Paper published in Nature Reviews Earth & Environment

  • August 23
  • Contents
    • Out new paper has been publish in Nature Reviews Earth & Environment
    • This is a review paper summarizing recent research progress of tsunami monitoring, early warning and hazard assessment.
  • Manuscript
  • Abstract
    • Earthquake-triggered giant tsunamis can cause catastrophic disasters to coastal populations, ecosystems and infrastructure on scales over 1000s km. In particular, the scale and tragedy of the 2004 Indian Ocean (about 230,000 fatalities) and 2011 Japan (22,000 fatalities) tsunamis prompted global action to mitigate the impacts of future disasters.

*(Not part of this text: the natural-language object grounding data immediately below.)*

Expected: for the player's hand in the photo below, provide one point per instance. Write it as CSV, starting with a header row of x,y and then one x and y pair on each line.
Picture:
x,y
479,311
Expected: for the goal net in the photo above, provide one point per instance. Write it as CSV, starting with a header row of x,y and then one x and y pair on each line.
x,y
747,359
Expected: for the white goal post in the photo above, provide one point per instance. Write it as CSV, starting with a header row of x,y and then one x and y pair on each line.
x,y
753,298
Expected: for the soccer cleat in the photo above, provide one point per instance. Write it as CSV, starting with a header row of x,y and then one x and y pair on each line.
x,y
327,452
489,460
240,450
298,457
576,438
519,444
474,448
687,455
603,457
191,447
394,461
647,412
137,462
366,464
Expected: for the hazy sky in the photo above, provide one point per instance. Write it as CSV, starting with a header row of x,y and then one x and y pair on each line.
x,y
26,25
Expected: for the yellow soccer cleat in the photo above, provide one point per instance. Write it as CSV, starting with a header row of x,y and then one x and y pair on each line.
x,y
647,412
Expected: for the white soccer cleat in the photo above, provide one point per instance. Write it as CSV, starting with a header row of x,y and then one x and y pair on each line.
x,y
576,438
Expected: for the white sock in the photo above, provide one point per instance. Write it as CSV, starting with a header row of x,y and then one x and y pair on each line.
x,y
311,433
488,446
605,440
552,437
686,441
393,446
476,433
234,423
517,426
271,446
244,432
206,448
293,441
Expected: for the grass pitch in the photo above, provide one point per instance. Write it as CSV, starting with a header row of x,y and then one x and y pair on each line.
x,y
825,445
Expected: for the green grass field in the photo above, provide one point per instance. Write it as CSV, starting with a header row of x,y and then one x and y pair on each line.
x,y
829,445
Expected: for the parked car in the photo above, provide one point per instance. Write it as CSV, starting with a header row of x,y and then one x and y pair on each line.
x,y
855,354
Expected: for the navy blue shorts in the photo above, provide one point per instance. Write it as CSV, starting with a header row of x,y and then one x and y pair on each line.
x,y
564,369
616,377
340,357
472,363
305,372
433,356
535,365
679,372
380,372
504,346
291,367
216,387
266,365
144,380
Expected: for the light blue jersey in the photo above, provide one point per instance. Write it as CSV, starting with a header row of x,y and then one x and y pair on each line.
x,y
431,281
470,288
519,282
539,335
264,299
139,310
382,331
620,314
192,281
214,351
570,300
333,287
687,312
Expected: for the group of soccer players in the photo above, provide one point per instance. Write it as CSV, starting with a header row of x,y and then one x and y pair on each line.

In this Review, we summarize the progress in understanding tsunami generation, propagation, and monitoring, with a particular focus on developments in rapid early warning and long-term hazard assessment. Dense arrays of ocean-bottom pressure gauges in offshore regions provide real-time data of incoming tsunami wave heights, which combined with advances in numerical and analog modeling, have enabled the development of rapid tsunami forecasts for near-shore regions (within 3 minutes of an earthquake in Japan). Such early warning is essential to give local communities time to evacuate and save lives. However, long-term assessments and mitigation of tsunami risk from probabilistic tsunami hazard analysis (PTHA) are also needed so that comprehensive disaster prevention planning and structural tsunami countermeasures can be implemented by governments, authorities, and local populations. Future work should focus on improving tsunami inundation, damage risk, evacuation modeling and reducing the uncertainties of PTHA associated with the unpredictable nature of megathrust earthquake occurrence and rupture characteristics.